Nutrition for Older Adults
As we age, our bodies change the way we process and metabolize food and nutrients. We need more of some things and less of others to maintain a healthy body and mind.
The most important factor for older adults is to consult your physician about your dietary needs, particularly as they relate to any medical conditions. In general, though, older adults will benefit from considering the following:
Increase Your Calcium and Vitamin D
Calcium and Vitamin D help to maintain healthy bones, and can assist in preventing osteoporosis. Choose low fat dairy products, especially those fortified with Vitamin D, and dark green vegetables. Ask your doctor about adding a calcium supplement or multivitamin to your diet.

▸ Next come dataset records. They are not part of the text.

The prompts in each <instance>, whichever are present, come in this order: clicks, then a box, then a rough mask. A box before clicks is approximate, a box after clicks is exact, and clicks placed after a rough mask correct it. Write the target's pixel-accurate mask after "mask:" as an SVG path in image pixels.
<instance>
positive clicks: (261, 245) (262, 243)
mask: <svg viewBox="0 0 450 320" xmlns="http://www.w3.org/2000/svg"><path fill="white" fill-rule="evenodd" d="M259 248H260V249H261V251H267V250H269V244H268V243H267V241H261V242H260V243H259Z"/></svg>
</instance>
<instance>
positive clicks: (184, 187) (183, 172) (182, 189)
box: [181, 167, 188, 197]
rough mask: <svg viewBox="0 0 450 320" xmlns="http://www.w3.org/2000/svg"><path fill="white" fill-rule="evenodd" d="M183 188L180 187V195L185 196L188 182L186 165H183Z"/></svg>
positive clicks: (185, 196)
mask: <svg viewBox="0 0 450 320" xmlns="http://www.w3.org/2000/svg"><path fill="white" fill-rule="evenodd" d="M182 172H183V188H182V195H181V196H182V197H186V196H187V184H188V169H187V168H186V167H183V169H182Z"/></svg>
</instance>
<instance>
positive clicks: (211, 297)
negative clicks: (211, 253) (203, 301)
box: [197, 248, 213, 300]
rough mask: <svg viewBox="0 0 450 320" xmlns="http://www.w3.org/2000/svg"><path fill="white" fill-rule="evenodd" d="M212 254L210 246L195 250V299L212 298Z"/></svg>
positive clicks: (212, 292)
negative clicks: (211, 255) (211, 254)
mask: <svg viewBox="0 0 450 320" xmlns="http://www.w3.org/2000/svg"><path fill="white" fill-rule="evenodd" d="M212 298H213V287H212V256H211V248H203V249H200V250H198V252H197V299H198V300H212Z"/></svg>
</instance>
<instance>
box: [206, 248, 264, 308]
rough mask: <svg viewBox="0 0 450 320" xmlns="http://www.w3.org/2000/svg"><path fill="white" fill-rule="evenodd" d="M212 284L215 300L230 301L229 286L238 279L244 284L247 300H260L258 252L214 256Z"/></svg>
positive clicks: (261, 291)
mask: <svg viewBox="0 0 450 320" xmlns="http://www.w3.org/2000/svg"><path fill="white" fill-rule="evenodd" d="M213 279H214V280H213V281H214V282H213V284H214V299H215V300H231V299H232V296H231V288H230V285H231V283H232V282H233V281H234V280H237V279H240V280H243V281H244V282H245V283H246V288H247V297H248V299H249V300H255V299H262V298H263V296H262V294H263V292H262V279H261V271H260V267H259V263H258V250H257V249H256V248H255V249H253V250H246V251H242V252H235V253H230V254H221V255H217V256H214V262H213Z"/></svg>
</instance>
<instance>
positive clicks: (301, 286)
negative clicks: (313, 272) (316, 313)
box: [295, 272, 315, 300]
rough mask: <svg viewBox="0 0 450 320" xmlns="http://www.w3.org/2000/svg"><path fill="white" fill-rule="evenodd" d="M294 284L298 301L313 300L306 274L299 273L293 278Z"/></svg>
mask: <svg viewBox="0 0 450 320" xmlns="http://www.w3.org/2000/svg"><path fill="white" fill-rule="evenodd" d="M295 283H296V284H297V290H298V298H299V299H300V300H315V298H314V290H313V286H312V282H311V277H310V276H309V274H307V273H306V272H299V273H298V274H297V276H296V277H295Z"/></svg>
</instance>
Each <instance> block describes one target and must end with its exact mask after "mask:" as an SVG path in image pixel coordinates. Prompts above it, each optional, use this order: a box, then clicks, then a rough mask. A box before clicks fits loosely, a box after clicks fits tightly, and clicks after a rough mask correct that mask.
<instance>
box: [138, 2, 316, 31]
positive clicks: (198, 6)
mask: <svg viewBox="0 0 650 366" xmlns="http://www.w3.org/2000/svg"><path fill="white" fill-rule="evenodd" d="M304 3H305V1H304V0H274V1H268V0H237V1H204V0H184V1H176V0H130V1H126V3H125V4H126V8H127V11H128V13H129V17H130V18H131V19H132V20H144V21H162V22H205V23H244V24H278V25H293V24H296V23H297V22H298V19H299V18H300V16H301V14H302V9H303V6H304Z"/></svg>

Add Fibre and Whole Grains
Fibre-rich foods help to lower your risk for heart disease, weight gain, and Type 2 Diabetes. Whole grains are higher in fibre and are more beneficial to the body than white grains, so choose whole grain options whenever possible. Add a variety of whole grains for more flavour, such as oats, barley, and quinoa.
Eat More Vegetables
Probably true for everyone, but especially important for older adults, is to eat more vegetables. Eat Right Ontario recommends 4-5 servings of vegetables a day. The darker and more vibrant the colour, the better it is for you, so choose things like dark green leaf lettuce over iceberg and a sweet red pepper over celery for best results.
Choose Lean Proteins
High fat diets can lead to obesity and related illnesses, and heart disease. If you’re eating red meat, lean cuts such as flank and loin are lower in fat than other cuts. Remove visible fat and skin from meats before cooking for leaner protein, and choose poultry or fish at least three times a week. Avoid high-fat deli and sandwich meats like salami and bacon. Eggs, tofu, and nuts are all excellent non-meat sources of protein.
Don’t Skip the Fat
The human body needs fat to survive, but you can make healthy choices by picking the right kind of fat. Stay away from saturated and Trans fats, which can increase risk of heart disease, and focus on polyunsaturated or monounsaturated fats. Cook with vegetable oil or canola margarine instead of butter or lard.
Add Salt in Moderation
Sodium is essential for a healthy body, but most people get way more than they need from salty snacks and pre-packaged foods, such as ready-to-eat soup and microwave meals. Too much salt can increase blood pressure and contribute to heart disease, so use sparingly when cooking and choose foods labelled “low sodium.” If you know you’ll be having a very salty meal, drink lots of water to stay hydrated, choose moderate portion sizes, and counter with a high-potassium snack like a banana.